On a similar topic, when I bought my Les Paul in 1990 it was 12 years old and it was seriously modded already. Both of the original pickups were gone, and it had a Bigsby vibrato. The pickups bothered me. The neck was a DiMarzio which sounded nice. The bridge was a Jackson that was crap, although it had a seriously high output that I liked. I removed the Bigsby within about 10 minutes of bringing the guitar home, but it was years before I did anything about the pickups. I had always thought about trying to bring the guitar back to stock, or at least as close as I could get them. In 2006 (I think) I had Larry replace both pickups with Gibson Classic ’57s. Again, the Neck was nice but the bridge wasn’t. A few years ago I had Guitar Center swap the bridge for a Gibson Dirty Fingers reissue. Again, a really high output.

Now, after doing some research I know that the correct pickups I would need to get back to 1978 stock would be TTops. I can get clones of those too, even with the gold covers. I think I might have a good chance of getting actual 70’s TTops on ebay rather than clones, but if I am going to do this I am going for some really sweet PAF clones. Screw period correct, I want 50’s everything. I wonder how much it would cost to get the body refinished and painted gold like a 1957 Goldtop Standard. I bet that would cost a small fortune. Then again, if I wanted to be Les Paul Custom accurate I would have to paint it black, not gold. Prior to 1958 standards were gold and customs were black. Black Les Pauls look awesome, but nothing beats the old Goldtops.

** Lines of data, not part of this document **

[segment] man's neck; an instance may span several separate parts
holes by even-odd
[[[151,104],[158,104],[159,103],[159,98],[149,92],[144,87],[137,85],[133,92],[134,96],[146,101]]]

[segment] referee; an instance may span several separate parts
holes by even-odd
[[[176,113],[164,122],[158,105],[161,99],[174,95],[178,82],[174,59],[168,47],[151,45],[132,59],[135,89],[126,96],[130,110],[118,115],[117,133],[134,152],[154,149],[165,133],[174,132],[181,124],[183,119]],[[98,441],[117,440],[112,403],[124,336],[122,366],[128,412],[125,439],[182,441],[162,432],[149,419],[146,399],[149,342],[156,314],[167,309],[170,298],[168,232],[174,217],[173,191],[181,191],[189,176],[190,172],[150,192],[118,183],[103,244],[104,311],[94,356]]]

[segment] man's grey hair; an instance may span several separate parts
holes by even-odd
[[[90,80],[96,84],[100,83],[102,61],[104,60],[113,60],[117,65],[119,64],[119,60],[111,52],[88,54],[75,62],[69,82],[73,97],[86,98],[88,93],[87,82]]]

Suffice to say, if I ever hit the lottery for hundreds of millions of dollars, the first thing I’m buying is a 1957 Les Paul standard. The second thing I’m buying is a 1959 sunburst Les Paul Standard. A ’57 would be insanely expensive. A ’59 would cost me pretty much all of my lottery winnings. Totally worth it though.

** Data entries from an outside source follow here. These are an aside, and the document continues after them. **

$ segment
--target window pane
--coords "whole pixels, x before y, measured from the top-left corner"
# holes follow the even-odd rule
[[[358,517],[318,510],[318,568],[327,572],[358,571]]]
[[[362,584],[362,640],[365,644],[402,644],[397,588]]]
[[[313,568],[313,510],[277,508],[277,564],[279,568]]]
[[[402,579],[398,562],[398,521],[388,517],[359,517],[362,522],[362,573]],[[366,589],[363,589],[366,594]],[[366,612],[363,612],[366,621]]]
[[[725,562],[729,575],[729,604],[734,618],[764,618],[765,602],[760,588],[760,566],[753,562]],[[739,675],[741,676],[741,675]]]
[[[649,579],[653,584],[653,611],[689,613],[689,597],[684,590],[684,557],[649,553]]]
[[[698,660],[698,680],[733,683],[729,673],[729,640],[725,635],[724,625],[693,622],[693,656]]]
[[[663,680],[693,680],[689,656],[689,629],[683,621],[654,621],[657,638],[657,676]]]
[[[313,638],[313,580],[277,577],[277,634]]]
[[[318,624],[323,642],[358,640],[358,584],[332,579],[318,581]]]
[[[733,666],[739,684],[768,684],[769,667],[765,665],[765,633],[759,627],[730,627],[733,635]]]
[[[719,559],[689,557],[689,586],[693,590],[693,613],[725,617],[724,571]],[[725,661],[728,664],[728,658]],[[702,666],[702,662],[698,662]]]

ADDENDUM: I tried to write about the Peter Green “out of phase mod” and typo’d it to “out of phrase mod”. I am clearly mentally defective. I fixed it though.

Guitar Maintenance Day

My Les Paul had a maintenance day. I cleaned it up a smidge and put on new strings. I also plugged in the headphone amp I got for Christmas. It really does sound like a Vox AC30. It’s such a groovy little gadget.

Every time I look at either of my 40+ year old guitars I start to think of the work they need to do and I get scared. This guitar needs fret work, and I think one of the inlays might be coming out. Yikes!

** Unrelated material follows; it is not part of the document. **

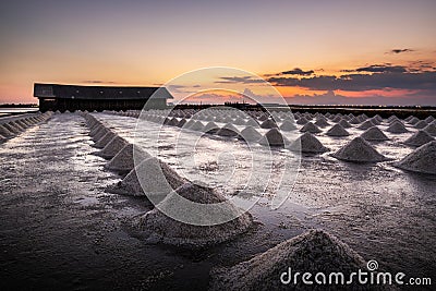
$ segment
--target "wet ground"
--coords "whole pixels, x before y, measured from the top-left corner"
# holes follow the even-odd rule
[[[95,117],[133,142],[135,119]],[[150,132],[158,130],[149,124]],[[351,132],[353,136],[362,133]],[[121,177],[106,171],[106,160],[92,155],[97,149],[88,133],[82,117],[64,113],[0,144],[1,290],[204,290],[211,267],[246,260],[311,228],[337,235],[385,270],[436,276],[436,179],[432,175],[403,172],[390,162],[347,163],[329,153],[306,156],[282,207],[269,207],[271,191],[267,187],[267,195],[251,209],[263,226],[193,253],[144,242],[137,221],[148,209],[141,198],[105,192],[106,185]],[[166,126],[158,151],[153,141],[140,142],[180,173],[214,183],[228,194],[238,191],[253,171],[250,150],[238,141],[204,137],[192,151],[190,141],[197,134],[185,135],[174,146],[177,134]],[[387,133],[391,141],[375,146],[398,160],[413,149],[401,144],[410,134]],[[352,138],[323,133],[317,137],[332,150]],[[215,153],[226,150],[233,153],[237,165],[230,182],[217,174],[226,172],[227,165]],[[256,153],[269,155],[262,148]],[[292,157],[287,150],[272,154],[278,161]],[[186,167],[192,158],[195,167]],[[280,162],[275,167],[280,168]],[[263,186],[261,182],[252,184],[247,199],[250,192]]]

I’m also thinking of maybe changing the pick ups again. Maybe get a couple of boutique PAF clones and a 50’s style wiring harness and try to make my 70’s Les Paul feel a little more like a 50’s Les Paul. Maybe that could be my 50th birthday present to myself? Assuming we are post-Covid, of course.

Just a little fantasy.

Recording

I did some recording. I changed things up and used the Les Paul instead of the ES-335. I used the extension speaker instead of the built in speakers and I stuck to the 18 watt channel. I used the Ryra Klon clone and the Wampler Plexi Drive Mini and it wasn’t an over compressed mess the way it was last month. It sounded okay.

I put rhythm parts onto the only two songs I have going for March, and a lead part onto one of the remaining songs from the last round of re-recordings. I still have one song that needs leads but my hands were really tired and I was pretty well done so I didn’t even attempt it. That project has two songs ready to mix now.

Really looking forward to getting my mitts on that little attenuator. It is cheap and overly simple but when I used one with my Deluxe Reverb it worked really well. Hoping for similar results this time. I really want to make that 30 watt channel happen. Fingers emphatically crossed.

Junior

I’ve been playing a Gibson Les Paul Custom since 1990.

Before that I played a Gibson Les Paul Deluxe (before it was stolen and my heart was crushed).

I’ve never said this before…
I’ve never thought this before…
I never dreamed this before but…
but…

I think I want a Gibson Les Paul Junior.

Partly because a vintage Junior is cheaper than a vintage Standard and my chances of actually owning something from the 1950’s is a lot higher.. but even just in terms of the current models…

I think I want a Gibson Les Paul Junior.